Anselm – Das Rauschen der Zeit
Wim Wenders, Allemagne, France, 2023o
Une portrait de de l'artiste Anselm Kiefer qui éclaire son oeuvre et révèle son parcours de vie, ses inspirations, son processus créatif, et sa fascination pour le mythe et l’histoire.
Comme Wim Wenders, Anselm Kiefer est né en 1945, peu avant la fin de la guerre. L'artiste et le cinéaste sont amis depuis 1991. Toute sa vie, Kiefer s'est intéressé à l'histoire allemande – y compris au refoulé de l'époque nazie – et à la mythologie nordique, sujets de nombre de ses peintures et installations à grande échelle (même si l'on ne saurait réduire son œuvre à ces seuls thèmes).
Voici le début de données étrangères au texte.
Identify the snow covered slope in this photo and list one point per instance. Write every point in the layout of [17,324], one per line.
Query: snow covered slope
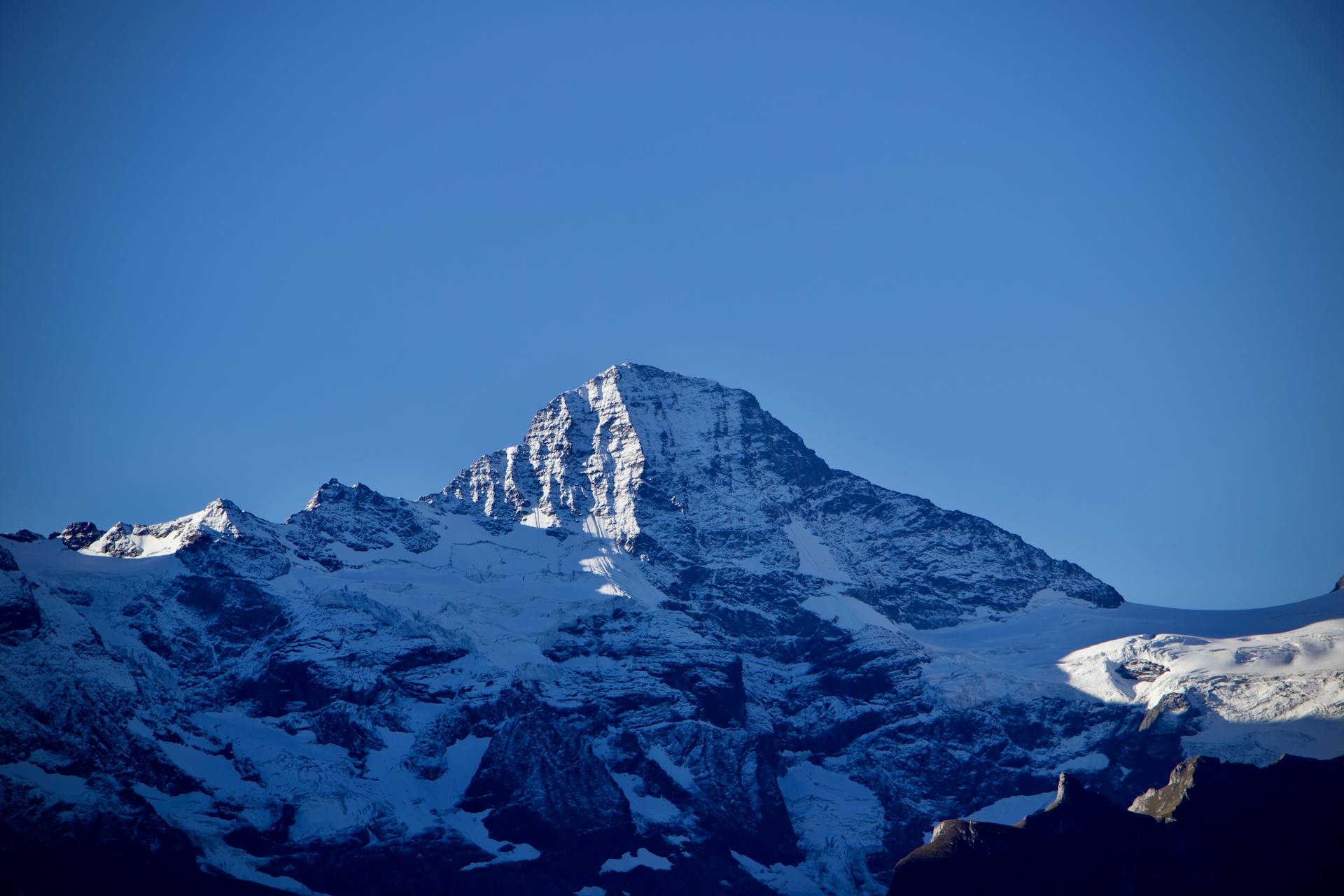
[659,645]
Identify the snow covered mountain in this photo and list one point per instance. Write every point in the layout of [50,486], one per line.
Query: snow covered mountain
[657,645]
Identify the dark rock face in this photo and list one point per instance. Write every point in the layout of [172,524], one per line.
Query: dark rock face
[654,649]
[1142,671]
[19,614]
[694,475]
[77,536]
[1214,828]
[358,517]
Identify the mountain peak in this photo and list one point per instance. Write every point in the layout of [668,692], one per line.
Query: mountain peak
[692,476]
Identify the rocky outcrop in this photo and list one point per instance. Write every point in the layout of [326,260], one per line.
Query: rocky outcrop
[1214,828]
[77,536]
[657,647]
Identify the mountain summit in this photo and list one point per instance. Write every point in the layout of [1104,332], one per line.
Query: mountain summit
[707,488]
[657,647]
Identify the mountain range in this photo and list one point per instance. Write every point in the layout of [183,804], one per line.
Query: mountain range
[656,645]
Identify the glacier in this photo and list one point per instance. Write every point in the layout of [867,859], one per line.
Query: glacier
[656,645]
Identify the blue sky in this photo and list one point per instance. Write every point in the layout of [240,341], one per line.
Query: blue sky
[1077,267]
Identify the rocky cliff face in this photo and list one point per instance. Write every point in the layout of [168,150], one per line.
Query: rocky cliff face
[1214,828]
[656,647]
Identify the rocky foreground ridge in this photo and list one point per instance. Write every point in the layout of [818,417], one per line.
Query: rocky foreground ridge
[657,645]
[1214,828]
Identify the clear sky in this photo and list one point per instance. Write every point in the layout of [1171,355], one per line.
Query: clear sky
[1077,267]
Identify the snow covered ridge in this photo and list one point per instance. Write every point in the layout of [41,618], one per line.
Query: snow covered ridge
[657,645]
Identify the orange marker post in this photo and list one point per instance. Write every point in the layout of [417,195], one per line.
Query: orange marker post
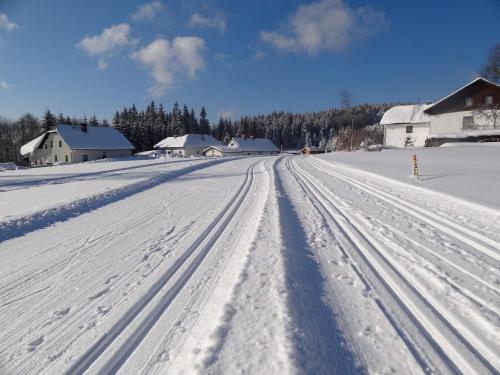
[415,172]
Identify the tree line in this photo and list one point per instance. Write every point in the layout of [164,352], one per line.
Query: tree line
[145,128]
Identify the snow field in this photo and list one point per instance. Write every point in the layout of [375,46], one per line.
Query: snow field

Où commence la réflexion critique et où s'arrête la fascination souterraine ? Le film ne parvient pas à clarifier complètement la question. Wenders aborde l'œuvre de Kiefer de manière évocatrice et visuellement impressionnante, à grand renfort de travellings à travers des immenses ateliers et des complexes mystérieusement éclairés comme la filature de soie désaffectée de Barjac, dans le sud de la France, où Kiefer a aménagé de nombreux chemins et tunnels. À ces plans contemplatifs se mêlent des images documentaires du processus de création, où l'on voit Kiefer cramer des plantes séchées avec un brûleur à gaz ou verser du plomb fondu sur une peinture. S'y ajoutent quelques rares interviews télévisées donnant un aperçu des opinions politiques controversées de l'artiste. De cette approche cinématographique découle une expérience aussi fascinante qu'ambivalente : l'art de Kiefer est restitué dans sa plasticité de manière quasiment tangible, mais sa personnalité demeure jusqu'au bout inaccessible, dans la mesure où Wenders met en scène le créateur non seulement comme un magicien, mais aussi comme un grand taiseux.